One of the things that keeps people from trying ice fishing is the idea that you need a lot of new equipment to get into it. If you go to the sporting goods store, you know they’re going to try to sell you something.  There’s no casting in ice fishing, so almost any reel will do and your rod can be sixteen inches long and that works just fine too. I know many ice fisherman who’ve made the most of those car-loading accidents and adapted broken rods into ice fishing rods. Your presentation in the ice is 100 percent vertical, essentially a lot of jigging, so keep the rod and reel simple. One thing you do need to keep in mind not to spray your reel it full of WD40, because when temperatures drop, light lubricants will thicken up and your reel will feel like it’s full of peanut butter. I like the graphite powder that locksmiths use, or the new lightweight gun lubricants like Break-Free.

Getting through the ice is necessary and one of the truly useful pieces of equipment is a scoop to bail the re-forming ice out of your hole, but everything else is pretty much for either an advantage (like a sonar or a below the ice camera) or for personal comfort, like a small propane heater or portable shanty. Ice chisels will get you through a used hole (which might be fished out, might not) but an ice auger will allow you to scout around and “play the field”. If you’re fishing a familiar lake from last summer, go to the same places that produced fish when it was warm. Remember that cover always holds fish, even if it’s frozen on the surface. If you aren’t getting some bites after a little while, try another hole.

Ice fishing lures are basic, small and different from casting lures. Here’s where you give in to the guys at the bait shop; ask them what’s working right now and buy a few new lures. While you’re there, ask where the fish are biting. Bait shops are a wealth of fishing intelligence.

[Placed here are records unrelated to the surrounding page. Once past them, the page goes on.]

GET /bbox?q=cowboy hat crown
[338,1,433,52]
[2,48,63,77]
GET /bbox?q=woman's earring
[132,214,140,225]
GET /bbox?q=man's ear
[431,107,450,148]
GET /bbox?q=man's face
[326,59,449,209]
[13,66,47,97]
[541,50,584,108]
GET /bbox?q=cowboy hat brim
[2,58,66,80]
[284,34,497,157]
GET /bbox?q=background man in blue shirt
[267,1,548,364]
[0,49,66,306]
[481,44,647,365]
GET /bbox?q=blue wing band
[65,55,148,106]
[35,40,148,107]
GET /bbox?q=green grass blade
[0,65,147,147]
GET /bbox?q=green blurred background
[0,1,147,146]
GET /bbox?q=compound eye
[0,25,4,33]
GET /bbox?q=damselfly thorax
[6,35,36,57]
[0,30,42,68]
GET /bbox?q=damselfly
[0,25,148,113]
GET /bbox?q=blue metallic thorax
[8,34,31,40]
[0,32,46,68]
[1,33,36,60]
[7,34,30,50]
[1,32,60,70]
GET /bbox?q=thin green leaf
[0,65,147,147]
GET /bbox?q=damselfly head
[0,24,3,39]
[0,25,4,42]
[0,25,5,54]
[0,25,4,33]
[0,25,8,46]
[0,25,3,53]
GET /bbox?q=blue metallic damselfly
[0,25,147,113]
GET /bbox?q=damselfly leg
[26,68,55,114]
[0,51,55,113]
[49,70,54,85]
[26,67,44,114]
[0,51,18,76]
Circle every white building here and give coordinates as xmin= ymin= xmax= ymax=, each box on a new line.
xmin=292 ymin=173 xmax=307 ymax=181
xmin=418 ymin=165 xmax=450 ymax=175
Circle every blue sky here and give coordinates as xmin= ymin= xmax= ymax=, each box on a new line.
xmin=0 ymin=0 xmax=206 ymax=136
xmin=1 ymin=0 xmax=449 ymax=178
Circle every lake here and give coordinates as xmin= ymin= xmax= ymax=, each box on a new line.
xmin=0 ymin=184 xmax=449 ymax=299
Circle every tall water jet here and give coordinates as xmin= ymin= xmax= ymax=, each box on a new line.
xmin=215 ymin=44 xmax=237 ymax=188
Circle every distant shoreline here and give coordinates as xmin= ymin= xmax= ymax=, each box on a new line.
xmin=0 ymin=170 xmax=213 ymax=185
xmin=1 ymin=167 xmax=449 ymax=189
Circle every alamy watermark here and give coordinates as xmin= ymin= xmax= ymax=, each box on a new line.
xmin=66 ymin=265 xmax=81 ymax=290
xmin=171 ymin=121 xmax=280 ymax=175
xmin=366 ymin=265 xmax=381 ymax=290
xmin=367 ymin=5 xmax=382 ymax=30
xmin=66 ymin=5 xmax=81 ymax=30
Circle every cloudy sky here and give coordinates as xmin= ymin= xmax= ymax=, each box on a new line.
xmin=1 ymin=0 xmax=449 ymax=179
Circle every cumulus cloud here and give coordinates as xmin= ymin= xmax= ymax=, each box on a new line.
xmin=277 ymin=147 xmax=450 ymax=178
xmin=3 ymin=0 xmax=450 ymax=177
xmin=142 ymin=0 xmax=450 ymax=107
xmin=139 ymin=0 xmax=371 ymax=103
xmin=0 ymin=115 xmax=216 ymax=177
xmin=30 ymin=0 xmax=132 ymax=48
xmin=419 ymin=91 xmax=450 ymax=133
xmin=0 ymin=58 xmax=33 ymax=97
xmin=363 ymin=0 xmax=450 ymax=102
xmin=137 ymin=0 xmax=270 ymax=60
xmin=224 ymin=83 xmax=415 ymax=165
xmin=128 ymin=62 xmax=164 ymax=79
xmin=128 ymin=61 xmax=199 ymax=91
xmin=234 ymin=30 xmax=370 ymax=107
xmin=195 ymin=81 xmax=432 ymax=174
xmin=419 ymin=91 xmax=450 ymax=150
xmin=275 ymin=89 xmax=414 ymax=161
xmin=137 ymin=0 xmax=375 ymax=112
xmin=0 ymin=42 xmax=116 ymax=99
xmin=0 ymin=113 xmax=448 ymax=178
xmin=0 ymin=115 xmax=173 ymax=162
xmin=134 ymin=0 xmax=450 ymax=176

One thing I need to stress is safety; just because you’re on the ice doesn’t mean you’re not on the water, and when you’re on the water you need to be wearing a personal floatation device. This is something that hasn’t caught on yet with a lot of ice fisherman, but nobody’s going to say it’s wrong. Many ice fishing outfitters wear those orange survival suits you see the Coast Guard wearing. Plan for disaster, and remember that most ice fisherman who perish don’t die of exposure, they drown. The best thing you can do for safety, besides always wearing a PFD, is to never go on the ice alone. Just like at summer camp, if you have to swim, swim with a buddy! (Brrrr!)

So now that I’ve scared you into staying indoors, let me tell you why you should venture out on the ice. If you’re really an angler, you’re getting rusty, and I know how badly you want to get outdoors. It’s the best cure for cabin fever, ever. When the fish are biting they bite like a bunch of piranhas, and the really big fish, the behemoths that spend all summer laying low on the bottom bite like crazy when somebody offers a free meal beneath the ice. In particular, predator fish will be common (walleye, bass and even pike) but don’t discount the panfish because you could easily catch a limit of perch, bluegill or crappie slabs.

Lastly, maybe the best reason to get on the ice is you’ll set yourself apart from the casual Saturday worm-drowners, and everyone will think you’re crazy to do it. Prove them right, and welcome to the asylum! GET OUTDOORS!